Le printemps signe le retour des beaux jours, mais c’est avant tout une période cruciale et très sensible pour la biodiversité : c’est la période de reproduction et de naissance pour de nombreuses espèces. Pour cohabiter harmonieusement avec la nature, voici les gestes essentiels à adopter.

Chiens en laisse : éviter les divagations pour respecter le repos de la faune

Du 15 avril au 30 juin, une réglementation stricte impose de tenir les chiens en laisse en dehors des allées forestières (routes, chemins, sentiers balisés).

Le printemps est la saison où les mammifères mettent bas et les oiseaux nidifient. La simple présence d’un chien en liberté, qu’il fouine dans un terrier ou s’approche d’un nid au sol (comme ceux des courlis, vanneaux ou certains rapaces), peut causer un stress immense aux animaux sauvages, provoquer des fausses couches et l’abandon des petits par leurs parents, ou mener à la destruction directe des couvées.

C’est ici qu’une règle de bon sens s’impose : la liberté de notre chien doit s’arrêter à celle de la faune sauvage. Tout animal a droit au respect, et il ne devrait y avoir aucune hiérarchie entre notre animal de compagnie et la faune locale qui lutte pour sa survie.

Le non-respect de cette obligation de tenue en laisse est d’ailleurs passible d’une amende pouvant atteindre 750 €.

Des Haies SANS élagage pour protéger les oiseaux et leurs nids

Laissez les outils dans votre remise du 15 mars à fin août !

Pour protéger les oiseaux, il est fortement recommandé de ne plus tailler les haies ni d’élaguer les arbres entre la mi-mars et la fin du mois d’août. C’est dans ces branchages que de nombreuses espèces (merle noir, rougegorge, verdier d’Europe, mésange) s’installent pour créer leurs nids.

Tailler les haies durant cette période risque de détruire cet habitat vital et de déranger les couvées avant l’envol des derniers oisillons. Les haies sont de véritables écosystèmes offrant protection et nourriture, indispensables à la biodiversité.

Toutefois, certains arbres, notamment fruitiers peuvent être taillés pour leur vigueur et leur productivité.

À noter qu’ « Il est interdit de détruire, d’enlever ou d’endommager intentionnellement les nids et les œufs, de ramasser les œufs dans la nature et de les détenir (…) » Article L424-10 du Code d l’environnement.

Au jardin : des espaces au service de la nature

Avoir un beau jardin ne signifie pas que tout doit être rasé de près.
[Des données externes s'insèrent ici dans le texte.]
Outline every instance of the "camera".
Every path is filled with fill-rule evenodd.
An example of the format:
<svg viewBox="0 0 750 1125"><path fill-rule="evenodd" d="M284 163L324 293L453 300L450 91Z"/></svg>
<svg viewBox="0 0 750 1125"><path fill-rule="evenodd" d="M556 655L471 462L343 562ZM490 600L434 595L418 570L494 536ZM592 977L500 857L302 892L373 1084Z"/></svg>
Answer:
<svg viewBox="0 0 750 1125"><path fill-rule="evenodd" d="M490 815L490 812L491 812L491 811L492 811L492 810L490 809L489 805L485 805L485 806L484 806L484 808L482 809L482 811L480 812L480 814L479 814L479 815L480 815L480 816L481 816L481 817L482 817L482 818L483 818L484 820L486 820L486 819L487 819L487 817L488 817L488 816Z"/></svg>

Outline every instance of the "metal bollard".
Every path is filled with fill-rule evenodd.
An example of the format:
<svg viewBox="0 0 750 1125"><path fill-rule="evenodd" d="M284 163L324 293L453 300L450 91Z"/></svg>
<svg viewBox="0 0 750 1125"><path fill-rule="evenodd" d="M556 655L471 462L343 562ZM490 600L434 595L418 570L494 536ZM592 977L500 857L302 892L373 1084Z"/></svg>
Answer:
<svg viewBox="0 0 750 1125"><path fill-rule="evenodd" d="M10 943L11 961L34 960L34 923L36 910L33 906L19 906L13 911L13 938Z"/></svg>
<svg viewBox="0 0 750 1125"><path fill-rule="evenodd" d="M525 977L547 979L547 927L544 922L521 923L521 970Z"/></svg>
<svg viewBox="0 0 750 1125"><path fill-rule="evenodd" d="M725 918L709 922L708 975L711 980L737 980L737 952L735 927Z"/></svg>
Pour aider la biodiversité chez soi, le meilleur réflexe est de laisser une partie de votre jardin sans tonte pour faire place à la nature.

En laissant les herbes folles pousser et en épargnant certaines zones, notamment en laissant des bandes enherbées le long de vos haies, vous offrez un habitat et un refuge propices au développement des insectes, des amphibiens et des petits mammifères, comme les hérissons.

Petite astuce : si vous devez tondre, commencez par le milieu du jardin pour laisser à la petite faune le temps de fuir vers les abris périphériques.

En nature : Rencontres avec des bébés animaux, prudence !

Lors de vos balades printanières, il n’est pas rare de croiser un jeune animal seul au sol, comme un faon, un levraut ou un oisillon. Le réflexe absolu est de ne pas les toucher et de s’en éloigner rapidement.

Contrairement aux apparences, ces bébés sont très rarement abandonnés ; leur mère est souvent partie s’alimenter ou reste cachée à cause de votre présence. Récupérer ces jeunes animaux compromet gravement leurs chances de survie et c’est une pratique interdite par la loi.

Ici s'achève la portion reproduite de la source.